As a tornado warning sounds, Barb opens gifts at her baby shower, and "folks fill plates with snacks, pretending the world is a perfectly reasonable place to raise a child." Tornadoes are, really, the least of the expectant mother's concerns.

It's a hard-luck, hardscrabble life in the world of Bonnie Jo Campbell's stories, a landscape that's as fertile as it is unforgiving, where families crop up and wither with the weather but manage some piquant humor and moments of worthy reckoning along the way. We may be in the Midwest most of the time, but the territory's much more like Annie Proulx's rough West than Jane Smiley's farmland.

"Mothers, Tell Your Daughters," the title says, but what? You, too, can grow up to get dead drunk and be raped at a party, only to have your brother protest, "Protect you? Hell, if you ever come trying to protect me when I'm in the bushes with two hot babes working on me, I'll kick your ass. I was respecting you, Janie."

Or you, too, can find love at the circus, where you hawk candy, but discover that it's not enough to spare you another abortion. Or maybe you'll just have to abort a baby because you're too old, your own daughter's pregnant and your husband, the father of your four girls, has taken up with one of his students. Or after a lifetime of being brutalized by your husband, who drove away your son, you might discover a strange power in bullying him as he lies helpless and dying of cancer. (And yet, damn it, you can get him to beg only God for forgiveness.)

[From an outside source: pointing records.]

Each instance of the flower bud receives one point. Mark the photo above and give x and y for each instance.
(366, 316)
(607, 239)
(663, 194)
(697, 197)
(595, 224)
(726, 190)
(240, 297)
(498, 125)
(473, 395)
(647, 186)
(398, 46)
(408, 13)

Or once you're married to a good man, your no-good old boyfriend might come back from the dead in the shape of a much better-behaved dog. "He and I had grown up together, after all," you can tell yourself, "and if Oscar had lived, he probably would have turned his life around and behaved better eventually."

It's this familiar kind of often misguided but no less effective belief (People can change! There's hope!) that keeps these characters going — along with the hard-won understanding that carrying on is just what you do.

"When I had a voice," a dying woman thinks, as her disappointed daughter bustles around her deathbed, "I didn't know how much I wanted to say to you, to explain how I lived my life the way I could, and that if there was a way to say no to some things then it was in a different life."

Ellen Akins teaches in the MFA program at Fairleigh Dickinson University. She lives in Wisconsin.